Leroy Hood’s development of five groundbreaking instruments, including the automated DNA sequencer, has helped unlock the mysteries of human biology and provided the foundation for the field of genomics, revolutionizing our understanding of genetics in the process. Moreover, two of these instruments—the automated DNA sequencer and the ink-jet DNA synthesizer—led to the concepts of high throughput biology and big data. A pioneer in bringing engineering to biology, Dr. Hood’s development of the DNA sequencer in 1986 allowed the rapid automated sequencing of human genomes. This instrument became the driving force of the Human Genome Project, enabling the reading of the entire human genetic code. Prior to the DNA sequencer, it took 30 years to map the genome of the cold virus. With the DNA sequencer, genomes of some viruses can now be mapped in less than an hour. Dr.
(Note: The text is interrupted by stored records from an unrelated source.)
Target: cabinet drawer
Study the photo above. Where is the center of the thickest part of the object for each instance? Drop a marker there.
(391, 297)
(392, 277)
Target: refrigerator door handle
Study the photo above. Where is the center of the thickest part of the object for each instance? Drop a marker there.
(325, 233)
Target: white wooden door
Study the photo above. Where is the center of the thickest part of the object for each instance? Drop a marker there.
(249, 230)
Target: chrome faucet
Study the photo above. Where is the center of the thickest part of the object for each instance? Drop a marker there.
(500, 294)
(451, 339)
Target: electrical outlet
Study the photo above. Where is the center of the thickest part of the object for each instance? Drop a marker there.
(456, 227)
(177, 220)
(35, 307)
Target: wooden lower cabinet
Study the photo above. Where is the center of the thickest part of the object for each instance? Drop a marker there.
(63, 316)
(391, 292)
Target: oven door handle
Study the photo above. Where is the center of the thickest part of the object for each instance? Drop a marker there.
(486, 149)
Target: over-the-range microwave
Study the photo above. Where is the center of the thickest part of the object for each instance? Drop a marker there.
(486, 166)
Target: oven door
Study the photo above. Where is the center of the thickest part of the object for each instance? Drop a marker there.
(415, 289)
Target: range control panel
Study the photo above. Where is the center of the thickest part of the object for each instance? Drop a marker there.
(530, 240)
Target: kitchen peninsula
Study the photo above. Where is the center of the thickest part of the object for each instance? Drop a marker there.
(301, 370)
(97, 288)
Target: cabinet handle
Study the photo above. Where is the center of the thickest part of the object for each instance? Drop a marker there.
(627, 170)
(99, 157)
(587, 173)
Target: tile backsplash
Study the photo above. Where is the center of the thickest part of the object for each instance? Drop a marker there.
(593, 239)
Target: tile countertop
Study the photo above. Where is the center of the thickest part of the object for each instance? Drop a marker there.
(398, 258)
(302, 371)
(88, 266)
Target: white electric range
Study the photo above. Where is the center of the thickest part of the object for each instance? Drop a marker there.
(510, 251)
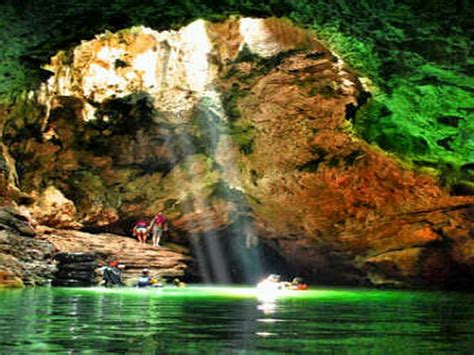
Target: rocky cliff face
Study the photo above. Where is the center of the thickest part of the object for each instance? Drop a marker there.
(23, 258)
(238, 130)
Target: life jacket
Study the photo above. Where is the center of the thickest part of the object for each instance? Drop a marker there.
(144, 281)
(141, 224)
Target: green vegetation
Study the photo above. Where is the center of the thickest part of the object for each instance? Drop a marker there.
(417, 53)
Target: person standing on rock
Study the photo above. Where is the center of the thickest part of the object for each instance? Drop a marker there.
(157, 226)
(140, 231)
Hood’s creation of the DNA synthesizer in 1987 made it possible to synthesize DNA fragments for sequencing and cloning complete genes. His development of the inkjet DNA synthesizer in 2004 enabled the creation of DNA chips that can measure the expression levels of tens of thousands of genes. Dr. Hood also developed a protein synthesizer (1981) and protein sequencer (1985) that helped establish the field of proteomics. His protein sequencer made it possible to determine the amino acid sequence of proteins present at vanishingly small concentrations. This resulted in the characterization of many new proteins and the cloning of their corresponding genes—opening up many new biological fields including the identification of the first oncogene. His protein synthesizer enabled the creation of an AIDS protease inhibitor, which was highly effective in treating AIDS. Dr. Hood has combined his genomic and proteomic expertise with mathematical modeling to form the discipline of systems biology, which has transformed biology and will be a key enabler of predictive and personalized medicine.

One of only 15 individuals elected to all three U.S. National Academies (the National Academy of Science, the National Academy of Engineering, and the Institute of Medicine), Dr. Hood is president and co-founder of the Institute for Systems Biology, Seattle, WA, USA. Hood was awarded the 2014 IEEE Medal for Innovations in Healthcare Technology.